We see the highs and the lows, the facts and figures — yet we are also treated to a realistic, yet pleasing ending, complete with storybook-satisfactory visuals.
The couple purchased their property for €150k and they saved for over a decade to renovate it so that it would be more suitable for family living.
Their renovation budget was initially around €225k but during the design and build that figure had to stretch to over €330k, and the final bill looks like it will be around €350k, they add, concluding it will be worth it for what Niki describes as “a really special home”.
“The previous family was here for 50 years and brought up all their kids here and now we are doing the same,” says Dublin native Davin, a furniture design lecturer.
He and respiratory specialist nurse Niki, from Naas, Co Kildare, live in the bungalow with their two-year-old son Jasper.
“It made sense to come to Galway, we would never have been able to afford a house in Dublin,” says Niki.
They had always planned to renovate the sprawling property (290sq m, over 3,000sq ft, without counting the attic).
“The kitchen and living spaces don’t work for us as a family, they were fine when it was just the two of us, as a couple, but as time has moved on, we need the spaces to be more functional now,” says Niki at the outset.
So, what made them choose this particular house?
“We bought it to renovate it before we moved in but that never happened,” says Davin.
Hugh describes the bungalow as “a warren”.
This is a house with 17 doors. “There's lots of rooms and lots of doors and lots of corridors; it’s like two bungalows stuck together,” says Hugh.
“The architect will be up against it from the off. It’s a rabbit warren, typical of its time — extended, and extended multiple times.”
Enter Nicola Ryan and Grainne Dunne of Studio Red Architects.
Nicola is determined to open up the property to its surroundings. “The sights and the views are the special part,” she says.
Energy retrofit schemes are included in the plan, as are floor-to-ceiling windows, and galvanised sheeting to be used on the roof instead of roof tiles.
The latter will ensure the house “settles” into the landscape and is also a more cost-effective option than roof tiles.
In 10 or 15 years’ time, muses Hugh, “will it look like perfection or will it look like a cowshed?”
After getting the go-ahead for the works from the planners, the family moves out — but the journey to their dream home takes many months longer than anticipated, particularly because of the post-Christmas Level 5 lockdown.
The design plan breaks down the transition between inside and outside and beautifully crafted timber-framed triple-glazed four-to-ceiling windows are key to this — particularly a sliding window.
“A big building like this needs a big picture window,” says Hugh.
“At a cost of nearly eight grand it’s an expensive piece of glass. As it slides into place I’d say it’s worth every cent. What it sort of does, is all of a sudden it brings the house to life.”
The homeowners agree.
As soon as the window is fitted, Davin says: “I think it’s beginning to feel like a home now.”
Gazing out, Niki adds: “This is a view we never had before, because this was blocked by the extension.”

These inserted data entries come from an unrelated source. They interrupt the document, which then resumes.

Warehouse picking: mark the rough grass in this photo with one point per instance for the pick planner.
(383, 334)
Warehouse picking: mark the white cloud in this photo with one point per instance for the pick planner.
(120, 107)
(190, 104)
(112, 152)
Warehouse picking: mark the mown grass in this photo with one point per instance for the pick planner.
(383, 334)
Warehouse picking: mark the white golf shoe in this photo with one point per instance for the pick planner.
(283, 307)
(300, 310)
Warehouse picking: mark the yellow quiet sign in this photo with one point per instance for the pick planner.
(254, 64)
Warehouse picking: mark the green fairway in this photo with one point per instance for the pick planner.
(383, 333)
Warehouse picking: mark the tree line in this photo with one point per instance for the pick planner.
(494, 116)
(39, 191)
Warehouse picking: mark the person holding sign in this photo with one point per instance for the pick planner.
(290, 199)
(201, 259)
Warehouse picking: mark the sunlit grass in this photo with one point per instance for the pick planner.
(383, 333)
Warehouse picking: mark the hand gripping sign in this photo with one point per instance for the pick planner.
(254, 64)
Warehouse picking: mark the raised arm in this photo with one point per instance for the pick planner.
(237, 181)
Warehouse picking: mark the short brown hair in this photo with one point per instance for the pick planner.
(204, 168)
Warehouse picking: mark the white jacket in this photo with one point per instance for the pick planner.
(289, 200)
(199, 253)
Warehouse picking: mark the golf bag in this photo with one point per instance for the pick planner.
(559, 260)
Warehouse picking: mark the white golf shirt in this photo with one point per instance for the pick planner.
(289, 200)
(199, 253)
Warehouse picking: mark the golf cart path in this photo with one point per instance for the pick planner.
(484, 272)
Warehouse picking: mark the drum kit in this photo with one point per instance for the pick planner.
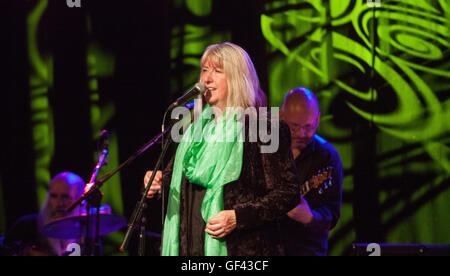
(86, 230)
(74, 227)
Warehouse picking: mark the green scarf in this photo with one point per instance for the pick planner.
(209, 154)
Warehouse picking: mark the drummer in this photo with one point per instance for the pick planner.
(25, 237)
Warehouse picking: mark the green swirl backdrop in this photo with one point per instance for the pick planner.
(381, 74)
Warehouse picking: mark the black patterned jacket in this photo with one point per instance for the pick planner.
(267, 189)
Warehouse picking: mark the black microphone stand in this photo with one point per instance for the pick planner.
(94, 194)
(93, 201)
(138, 217)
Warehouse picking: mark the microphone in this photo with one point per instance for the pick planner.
(198, 89)
(104, 139)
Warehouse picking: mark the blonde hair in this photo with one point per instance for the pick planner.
(243, 83)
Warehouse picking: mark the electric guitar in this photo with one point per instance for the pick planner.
(321, 181)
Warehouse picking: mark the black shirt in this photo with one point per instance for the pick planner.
(312, 239)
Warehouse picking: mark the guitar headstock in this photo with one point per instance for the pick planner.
(322, 180)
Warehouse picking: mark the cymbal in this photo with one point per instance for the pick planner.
(73, 227)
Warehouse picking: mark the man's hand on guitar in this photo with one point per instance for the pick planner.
(302, 213)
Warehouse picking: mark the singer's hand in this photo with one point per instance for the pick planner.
(156, 185)
(221, 224)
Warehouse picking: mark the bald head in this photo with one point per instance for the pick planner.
(301, 100)
(301, 111)
(64, 189)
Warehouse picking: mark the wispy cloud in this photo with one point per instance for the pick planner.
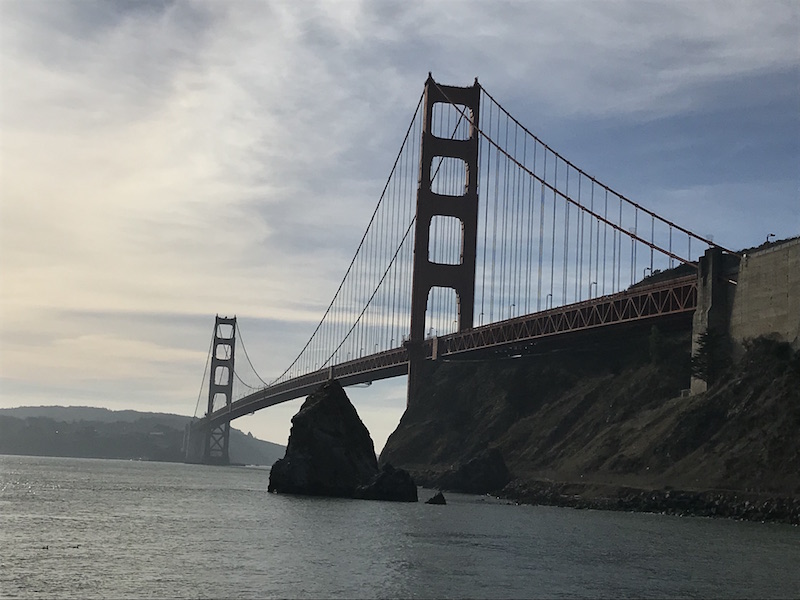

Work on concrete flooring and insulation is completed. Prior to that, there was cavity blockwork “with no insulation except for the odd bit of old paper” says Hugh.
As they drive towards the finish line and with money running out, Davin not only designs the kitchen island but also builds it himself.
“This is a brave move and will save them thousands,” says Hugh. “But at three metres long and a metre-and-a-half wide it’s a kitchen continent rather than a kitchen island.”
What’s the final verdict?
“I’m gobsmacked,” says Hugh. “The green roof was a real bit of bravery but a touch of genius.
“For the first time, you can see right through the bungalow; it’s like I’m being drawn in.
Niki is pleased they now have a home where they can “make memories as a family”.
Davin adds: “This has been a dream for us for many many years and it’s nice to see it finally come to fruition.”
Every inch of it has been transformed into a bespoke home, from the reading nook at the top of the stairs to the luxurious bathroom, and Jasper’s child-friendly space.
The corridor is slightly wider and higher, with skirtings and architraves gone.
“This home just blows me away; they’ve captured the essence of what this bungalow should be — a great family home,” says Hugh.